Re: "you can never blame a single weather event on climate change."

Which the warmers tend to do, i.e. Sandy.

Not quite a Cat 1 when it hit. "Super Storm"???

The overbuilding and poor storm surge prep along the coast made the cost and extent of the damage worse.

Also, WH advisor John Podesta:

Wanna see the effects of climate change? "I’d say that probably look out your window."



I dunno about the coming summer, but the past winter disrupted my life a bit.


Let's fight global warming by eliminating cheap electricity from coal and bankrupt the US and it's citizens....

...While the third world doesn't care and has no pollution laws.

Liberal idiots think this will work.

Dr. Information

They are predicting less hurricanes and severe storms this year. Where are the global warming....ehhh I mean climate change.....I mean environmental justice nuts at on this?

We live in Ohio, there are going to be a bad year or two where we get a lot of snow. Last time was 78, now nearly 40 years later we are going to blame one bad winter on global warming/climate change/environmental justice?

These stats are comical that the left use to push their carbon credit agenda.


SOMEONE has to pay for the indolent class to procreate for profit.

Coram Deo

George Will gets it.


"For he commands, and raises the stormy wind, which lifts up its waves." Psalm 107:25 Now that's real climate change.

JMOP's picture

Oh, and I'm sure that Tom Steyer and the timing of this report have nothing to do with each other.


In 1970, they said New York would be under water by 2000 due to global warming. In 1975, we were entering another ice age. This is all political mumbo jumbo to further their own causes.

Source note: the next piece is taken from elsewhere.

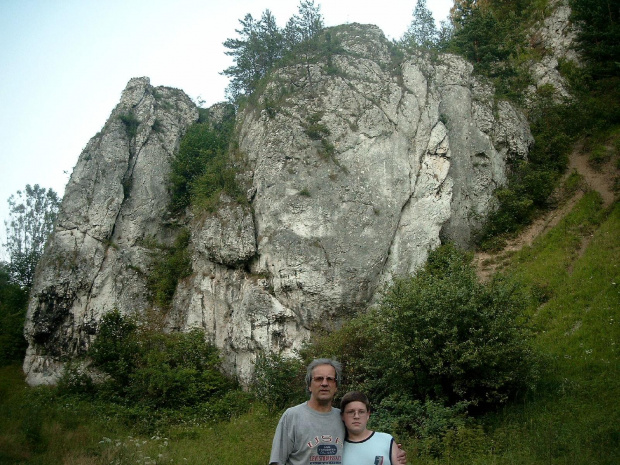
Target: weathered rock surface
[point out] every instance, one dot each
(354, 172)
(556, 36)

I don't know what's true and what isn't regarding weather, climate or our government. I suspect much of the U.S. will end up devastated by some catastrophic event or another at some point. I think it's best to find high ground, get some flashlights and build ye a bunker.

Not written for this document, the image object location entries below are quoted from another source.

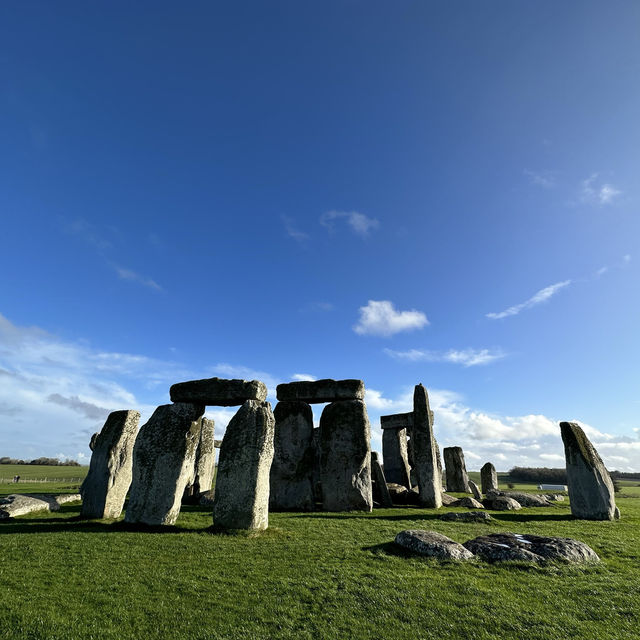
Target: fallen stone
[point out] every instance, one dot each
(425, 450)
(345, 457)
(455, 470)
(498, 547)
(501, 503)
(488, 478)
(110, 471)
(475, 490)
(242, 484)
(317, 391)
(218, 391)
(432, 544)
(291, 476)
(163, 463)
(591, 494)
(469, 516)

Naw...one of the worst droughts in Cali. (That's from recorded records over a century ago) In Celeryville, Ohio soil USED to be level with S.R. 103. That was from my relatives that farmed there (muck) Figures don't lie, but liars figure. Hey... believe in the Bible? That book also predicts famine.


And Ohio had some of its coldest weather in nearly a century. What is your point? Things cycle, records will be broke. Texas had a drought 2 years ago and recovered. Half of the midwest two summers ago dried up and most crops were tilled back in.

Droughts happen, records break. Its people like you that seem to think the world revolves around you and your slim time frame of existence on earth and that plays right into the political scam.


Here is how it works, people.
Identify a "problem". Point it out to the government and request fund$ for your department and university to study the "problem". Soon, point out that the "problem" is greater than first thought and more fund$ are needed to really dig into it.
Other universities recognize a cash cow when they see one and jump on the bandwagon. Everybody sees the same "problem" and the more they study it, the more critical it becomes.
Politicians now recognize an opportunity to control and tax things that they're told are causing this "problem". Since now the gov. needs a reason to stick its nose in, more "findings" must be produced hence more fund$ dolled out to feed the gov. with more scary predictions.
The fact being that all this is based on computer models and not scientific facts. Remember "Garbage in, garbage out." A scientific fact is something whose findings can be duplicated and verified by other scientists. Otherwise, it's just somebody's theory.
Remember, year to year weather is not long term climate.

2cents's picture

True story: My uncle started a company and lived off government grants to develop energy from alternate resources. He lived well, even came up with a prototype to make gasoline from cow crap. He and dad never saw eye to eye because dad worked for a living. When Reagan came in he chopped off all the BS spending and uncle had to get a real job. I hope and pray we get a tough nuts new president next time that is not run by others!

There you go again

Our grandchildren, their children, etc. will have enough problems with the super trillion debt we are leaving them. Global warming will be second to the weight of our debt.